In the memo, Nikic said CBM was “in the process” of acquiring Interview’s intellectual property, without saying what exactly that entails or from whom. One source speculated that Peter Brant may hold Interview’s trademark personally or in a another holding company not involved in the bankruptcy. There are about two dozen current and expired trademarks for Interview, a handful of which originate with the entity DCP-BMP Media Lender LLC. It’s unclear who owns that entity, although BMP Media Holdings is another Brant-owned entity that’s filed Chapter 7 bankruptcy, so it seems safe to speculate that it shares an owner. If DCP-BMP turns out to control the main Interview trademarks, CBM could have a pretty easy time of getting what it needs to relaunch under the same moniker.
A trustee incentivized to find money could turn up as a bump in the road for Kelly Brant’s new holding company, should another bidder emerge with a better offer. Another bump could be the right that the creditors have, which is to, as a group, push for a new trustee, if they feel the current appointee isn’t savvy enough about their industry. The likelihood of this is again slim, however, as Dandeneau noted this tends to only become an issue when creditors are experienced financial types.

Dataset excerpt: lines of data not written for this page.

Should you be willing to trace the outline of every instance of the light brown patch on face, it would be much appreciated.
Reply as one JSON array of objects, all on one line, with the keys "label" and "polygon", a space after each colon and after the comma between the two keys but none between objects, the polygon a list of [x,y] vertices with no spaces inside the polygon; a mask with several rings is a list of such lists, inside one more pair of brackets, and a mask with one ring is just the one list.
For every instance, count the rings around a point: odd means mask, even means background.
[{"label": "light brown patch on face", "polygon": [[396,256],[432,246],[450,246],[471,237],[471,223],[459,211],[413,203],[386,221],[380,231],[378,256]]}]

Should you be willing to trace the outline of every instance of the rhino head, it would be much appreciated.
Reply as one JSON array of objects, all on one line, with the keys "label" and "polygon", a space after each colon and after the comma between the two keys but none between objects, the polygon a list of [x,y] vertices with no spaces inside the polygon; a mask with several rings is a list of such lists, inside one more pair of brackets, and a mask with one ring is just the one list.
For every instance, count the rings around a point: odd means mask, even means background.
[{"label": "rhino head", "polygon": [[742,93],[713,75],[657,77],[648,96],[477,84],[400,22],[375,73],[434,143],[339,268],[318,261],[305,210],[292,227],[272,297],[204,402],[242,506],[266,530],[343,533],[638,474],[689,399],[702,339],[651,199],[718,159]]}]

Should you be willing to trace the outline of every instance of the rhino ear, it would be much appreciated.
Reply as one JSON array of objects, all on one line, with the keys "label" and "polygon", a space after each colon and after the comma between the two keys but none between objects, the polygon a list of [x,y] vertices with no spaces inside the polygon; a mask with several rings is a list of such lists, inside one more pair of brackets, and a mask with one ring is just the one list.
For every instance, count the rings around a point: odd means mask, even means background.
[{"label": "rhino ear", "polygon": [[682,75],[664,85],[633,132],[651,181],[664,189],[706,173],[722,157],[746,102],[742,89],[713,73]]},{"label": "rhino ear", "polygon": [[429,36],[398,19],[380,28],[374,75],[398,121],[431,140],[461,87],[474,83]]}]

But should Interview relaunch after essentially skipping out on fees to hundreds of players in the fashion and publishing industry, is it possible that it will have the same allure for prospective contributors? Will anyone be willing to risk working for people who have shown at best an indifference to timely and full payment to their partners and employees? As Warhol himself said, “Art is what you can get away with.”